7. Greater clarity of Approved Documents.– (1) The Hackitt Report recommends that a radical design and content review of the current suite of Approved Documents using the Crystal Clear (plain English) standard or similar be carried out. The GAI noted in its submissions that the “Approved Documents should be revised to remove ambiguities and be much clearer to understand.”
8. Greater clarity of Approved Documents.– (2) The GAI also recommended that Approved Documents in general should be written in such a way that the requirements of each one do not contradict another. In the final report it now recommends setting out how the functional requirements of each Approved Document interact with each other.

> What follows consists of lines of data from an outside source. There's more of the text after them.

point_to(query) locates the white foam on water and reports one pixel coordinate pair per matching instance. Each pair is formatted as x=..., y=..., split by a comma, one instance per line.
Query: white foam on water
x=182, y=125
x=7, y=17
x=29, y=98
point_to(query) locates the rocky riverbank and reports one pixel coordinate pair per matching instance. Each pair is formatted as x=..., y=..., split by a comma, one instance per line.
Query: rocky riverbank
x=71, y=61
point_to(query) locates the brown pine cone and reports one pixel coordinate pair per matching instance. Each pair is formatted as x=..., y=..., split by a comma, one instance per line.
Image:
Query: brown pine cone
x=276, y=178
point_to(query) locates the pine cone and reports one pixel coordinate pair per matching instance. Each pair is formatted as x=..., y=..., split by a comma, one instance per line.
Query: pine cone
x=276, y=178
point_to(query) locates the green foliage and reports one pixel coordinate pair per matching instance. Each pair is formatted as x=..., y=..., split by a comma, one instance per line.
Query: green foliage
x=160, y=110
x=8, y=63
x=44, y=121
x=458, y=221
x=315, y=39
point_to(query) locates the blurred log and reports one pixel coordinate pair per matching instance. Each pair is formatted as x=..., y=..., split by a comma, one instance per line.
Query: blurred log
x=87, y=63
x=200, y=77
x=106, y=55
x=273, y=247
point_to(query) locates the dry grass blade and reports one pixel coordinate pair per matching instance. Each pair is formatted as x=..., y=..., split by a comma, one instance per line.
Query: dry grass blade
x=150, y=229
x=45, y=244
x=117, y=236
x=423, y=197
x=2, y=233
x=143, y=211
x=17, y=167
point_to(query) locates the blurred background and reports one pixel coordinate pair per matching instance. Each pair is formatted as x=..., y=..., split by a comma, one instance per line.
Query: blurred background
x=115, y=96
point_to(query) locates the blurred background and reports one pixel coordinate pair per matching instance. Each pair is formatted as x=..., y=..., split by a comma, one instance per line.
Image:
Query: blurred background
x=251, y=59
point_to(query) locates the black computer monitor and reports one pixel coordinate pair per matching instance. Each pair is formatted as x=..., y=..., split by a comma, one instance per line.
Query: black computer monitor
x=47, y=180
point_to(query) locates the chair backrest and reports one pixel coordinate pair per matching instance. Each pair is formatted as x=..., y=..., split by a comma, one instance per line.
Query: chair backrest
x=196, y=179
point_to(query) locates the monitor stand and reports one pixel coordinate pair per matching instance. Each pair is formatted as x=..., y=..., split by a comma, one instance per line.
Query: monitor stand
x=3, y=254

9. Inspection and maintenance of fire doors.– Whilst the GAI proposed that the inspection and maintenance of fire doors should be mandatory under Building Regulations as is the case in Australia and USA, the Hackitt Report does not go as far as this. It does, however state that “for all residents and for landlords of properties in HRRBs, their obligations extend to ensuring that fire compartmentation from the inside of a flat, including the front doors, is maintained to a suitable standard.” Whilst the preference would be for mandating fire door inspection and maintenance, and enshrining it in building regulation, it is a step in the right direction and the GAI strongly recommends regular inspection and maintenance of this vital element of passive fire protection in a building. The GAI are proud co-owners of the Fire Door Inspection Scheme (FDIS).
10. Adoption of BIM – The Review recommends that for new builds, a Building Information Modelling (BIM) approach should be phased in. The GAI have been highly vocal in its support of BIM and have provided 35 BIM product data templates to its members so they can provide Product Data Sheets to deliver their product information in a structured manner to architects and contractors.

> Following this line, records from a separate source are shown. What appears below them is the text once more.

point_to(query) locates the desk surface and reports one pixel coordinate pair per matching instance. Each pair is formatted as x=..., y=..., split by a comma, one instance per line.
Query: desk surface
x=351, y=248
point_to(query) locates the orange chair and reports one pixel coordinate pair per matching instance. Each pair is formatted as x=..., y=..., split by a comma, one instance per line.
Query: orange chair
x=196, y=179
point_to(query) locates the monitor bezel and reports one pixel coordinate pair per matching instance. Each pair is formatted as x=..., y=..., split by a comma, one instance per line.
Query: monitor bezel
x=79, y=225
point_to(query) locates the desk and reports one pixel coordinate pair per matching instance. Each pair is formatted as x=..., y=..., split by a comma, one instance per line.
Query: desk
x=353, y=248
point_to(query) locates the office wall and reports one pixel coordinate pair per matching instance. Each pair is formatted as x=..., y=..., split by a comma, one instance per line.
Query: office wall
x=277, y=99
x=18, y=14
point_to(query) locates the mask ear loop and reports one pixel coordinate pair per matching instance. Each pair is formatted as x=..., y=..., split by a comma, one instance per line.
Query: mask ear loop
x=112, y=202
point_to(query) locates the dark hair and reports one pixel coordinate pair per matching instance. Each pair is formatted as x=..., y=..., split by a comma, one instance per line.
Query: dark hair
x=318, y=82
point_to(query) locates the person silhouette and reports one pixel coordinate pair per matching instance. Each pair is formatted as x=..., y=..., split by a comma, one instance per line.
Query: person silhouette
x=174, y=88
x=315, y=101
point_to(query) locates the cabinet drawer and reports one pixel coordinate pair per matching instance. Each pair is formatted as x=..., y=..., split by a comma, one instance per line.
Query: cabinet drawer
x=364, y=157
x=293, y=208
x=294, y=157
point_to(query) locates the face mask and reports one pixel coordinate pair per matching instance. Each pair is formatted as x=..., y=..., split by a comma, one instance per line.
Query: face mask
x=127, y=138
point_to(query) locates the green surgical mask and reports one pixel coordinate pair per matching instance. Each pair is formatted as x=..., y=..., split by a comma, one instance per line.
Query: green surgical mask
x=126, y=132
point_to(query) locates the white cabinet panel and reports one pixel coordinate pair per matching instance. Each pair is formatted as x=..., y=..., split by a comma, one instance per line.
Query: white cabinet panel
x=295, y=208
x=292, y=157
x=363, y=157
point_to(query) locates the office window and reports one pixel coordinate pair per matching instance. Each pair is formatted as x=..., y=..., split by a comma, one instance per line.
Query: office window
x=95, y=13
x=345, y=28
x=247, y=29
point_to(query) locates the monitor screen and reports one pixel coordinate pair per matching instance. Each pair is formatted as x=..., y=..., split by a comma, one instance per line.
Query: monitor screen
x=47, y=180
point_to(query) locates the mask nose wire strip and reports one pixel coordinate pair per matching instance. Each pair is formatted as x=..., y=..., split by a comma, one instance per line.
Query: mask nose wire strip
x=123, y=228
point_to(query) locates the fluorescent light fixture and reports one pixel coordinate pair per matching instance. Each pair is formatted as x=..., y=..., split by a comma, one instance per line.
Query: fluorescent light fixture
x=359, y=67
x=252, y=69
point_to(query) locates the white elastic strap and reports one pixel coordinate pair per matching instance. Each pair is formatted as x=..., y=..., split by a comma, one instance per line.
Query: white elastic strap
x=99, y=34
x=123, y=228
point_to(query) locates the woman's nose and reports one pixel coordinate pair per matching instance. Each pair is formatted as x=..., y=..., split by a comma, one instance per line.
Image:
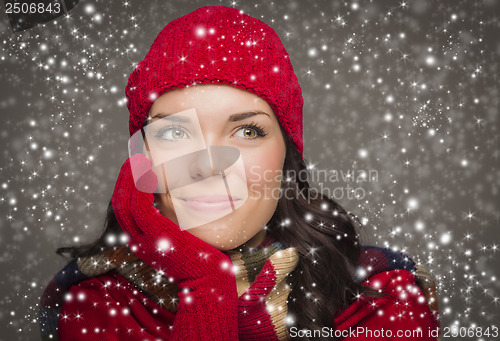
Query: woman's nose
x=199, y=165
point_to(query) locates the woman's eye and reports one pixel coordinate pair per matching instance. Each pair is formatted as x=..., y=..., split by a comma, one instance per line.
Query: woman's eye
x=248, y=133
x=172, y=133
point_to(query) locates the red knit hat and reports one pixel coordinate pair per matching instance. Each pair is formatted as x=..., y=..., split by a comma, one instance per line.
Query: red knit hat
x=218, y=44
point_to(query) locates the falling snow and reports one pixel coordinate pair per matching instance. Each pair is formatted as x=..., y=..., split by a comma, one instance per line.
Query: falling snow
x=408, y=88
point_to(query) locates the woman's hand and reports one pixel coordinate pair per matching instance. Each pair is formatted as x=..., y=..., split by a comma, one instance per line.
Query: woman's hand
x=204, y=275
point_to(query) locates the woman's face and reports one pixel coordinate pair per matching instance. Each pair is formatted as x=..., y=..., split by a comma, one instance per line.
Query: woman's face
x=257, y=137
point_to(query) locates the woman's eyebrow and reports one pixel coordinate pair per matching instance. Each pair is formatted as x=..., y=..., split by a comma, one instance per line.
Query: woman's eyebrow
x=232, y=118
x=242, y=116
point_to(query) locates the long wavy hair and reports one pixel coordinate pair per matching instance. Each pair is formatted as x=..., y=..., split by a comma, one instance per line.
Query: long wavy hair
x=324, y=234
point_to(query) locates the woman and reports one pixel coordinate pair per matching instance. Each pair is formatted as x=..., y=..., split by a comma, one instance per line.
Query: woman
x=197, y=245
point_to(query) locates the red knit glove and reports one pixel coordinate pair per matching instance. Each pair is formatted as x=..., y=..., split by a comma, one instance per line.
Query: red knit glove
x=208, y=298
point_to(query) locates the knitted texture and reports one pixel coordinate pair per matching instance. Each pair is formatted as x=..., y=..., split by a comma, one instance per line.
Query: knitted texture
x=117, y=272
x=222, y=45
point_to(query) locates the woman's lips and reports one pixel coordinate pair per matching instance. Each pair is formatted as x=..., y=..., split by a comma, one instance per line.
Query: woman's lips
x=209, y=203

In addition to the publication of the Hackitt Report, MHCLG have also recently published specific guidance entitled “advice for building owners on assurance and replacing of flat entrance fire doors”. Many of the points made in this document overlap significantly with the report and are also welcomed by the GAI including;
To further emphasise, any Government recommendations which endorse best practice in the realm of construction, with particular regard to safety of fire door and associated product (including ironmongery) in specification, installation, inspection and maintenance is broadly welcomed by the GAI and its membership. The GAI looks forward to these proposals being set in motion at the earliest opportunity.